Carroll Raymond, Maity Arnab, Mammen Enno, Yu Kyusang
Department of Statistics, 3143 TAMU, Texas A&M University, College Station, Texas 77843, USA,
Stat Biosci. 2009 May 1;1(1):10-31. doi: 10.1007/s12561-009-9000-7.
We consider the efficient estimation of a regression parameter in a partially linear additive nonparametric regression model from repeated measures data when the covariates are multivariate. To date, while there is some literature in the scalar covariate case, the problem has not been addressed in the multivariate additive model case. Ours represents a first contribution in this direction. As part of this work, we first describe the behavior of nonparametric estimators for additive models with repeated measures when the underlying model is not additive. These results are critical when one considers variants of the basic additive model. We apply them to the partially linear additive repeated-measures model, deriving an explicit consistent estimator of the parametric component; if the errors are in addition Gaussian, the estimator is semiparametric efficient. We also apply our basic methods to a unique testing problem that arises in genetic epidemiology; in combination with a projection argument we develop an efficient and easily computed testing scheme. Simulations and an empirical example from nutritional epidemiology illustrate our methods.
当协变量为多变量时,我们考虑从重复测量数据中对部分线性加性非参数回归模型中的回归参数进行有效估计。
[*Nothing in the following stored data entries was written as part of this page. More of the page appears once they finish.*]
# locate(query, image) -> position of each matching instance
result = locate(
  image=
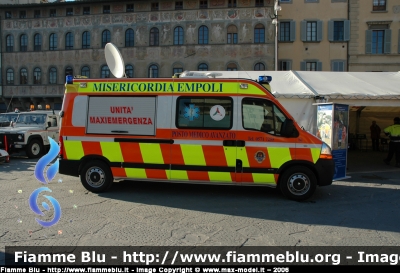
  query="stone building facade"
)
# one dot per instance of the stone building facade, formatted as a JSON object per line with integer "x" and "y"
{"x": 42, "y": 43}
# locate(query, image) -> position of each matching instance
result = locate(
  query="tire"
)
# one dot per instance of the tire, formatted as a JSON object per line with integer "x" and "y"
{"x": 34, "y": 149}
{"x": 96, "y": 176}
{"x": 298, "y": 183}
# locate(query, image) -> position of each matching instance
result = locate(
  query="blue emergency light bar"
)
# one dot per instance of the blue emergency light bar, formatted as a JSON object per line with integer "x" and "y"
{"x": 264, "y": 79}
{"x": 70, "y": 79}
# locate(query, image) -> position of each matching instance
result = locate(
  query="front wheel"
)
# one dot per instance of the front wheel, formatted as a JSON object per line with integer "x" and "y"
{"x": 96, "y": 176}
{"x": 298, "y": 183}
{"x": 34, "y": 149}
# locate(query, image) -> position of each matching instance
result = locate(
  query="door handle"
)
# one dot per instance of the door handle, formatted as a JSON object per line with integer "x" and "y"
{"x": 231, "y": 143}
{"x": 240, "y": 143}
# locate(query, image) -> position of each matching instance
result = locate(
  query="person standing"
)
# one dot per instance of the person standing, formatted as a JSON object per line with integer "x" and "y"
{"x": 393, "y": 131}
{"x": 375, "y": 135}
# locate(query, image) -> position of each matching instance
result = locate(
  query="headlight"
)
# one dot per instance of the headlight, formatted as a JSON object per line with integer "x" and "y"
{"x": 326, "y": 152}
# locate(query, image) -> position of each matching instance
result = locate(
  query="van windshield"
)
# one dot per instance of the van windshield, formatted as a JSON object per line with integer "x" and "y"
{"x": 31, "y": 119}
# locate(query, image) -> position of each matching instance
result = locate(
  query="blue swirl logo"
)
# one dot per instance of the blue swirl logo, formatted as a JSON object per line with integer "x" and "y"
{"x": 35, "y": 208}
{"x": 41, "y": 175}
{"x": 45, "y": 160}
迄今为止,虽然在标量协变量情况下有一些文献,但在多变量加性模型情况下该问题尚未得到解决。我们的工作代表了在这个方向上的首个贡献。作为这项工作的一部分,当基础模型不是加性模型时,我们首先描述具有重复测量的加性模型的非参数估计量的行为。当考虑基本加性模型的变体时,这些结果至关重要。我们将它们应用于部分线性加性重复测量模型,得出参数分量的显式一致估计量;如果误差另外是高斯分布的,该估计量是半参数有效的。我们还将我们的基本方法应用于遗传流行病学中出现的一个独特检验问题;结合投影论证,我们开发了一种高效且易于计算的检验方案。模拟和营养流行病学的一个实证例子说明了我们的方法。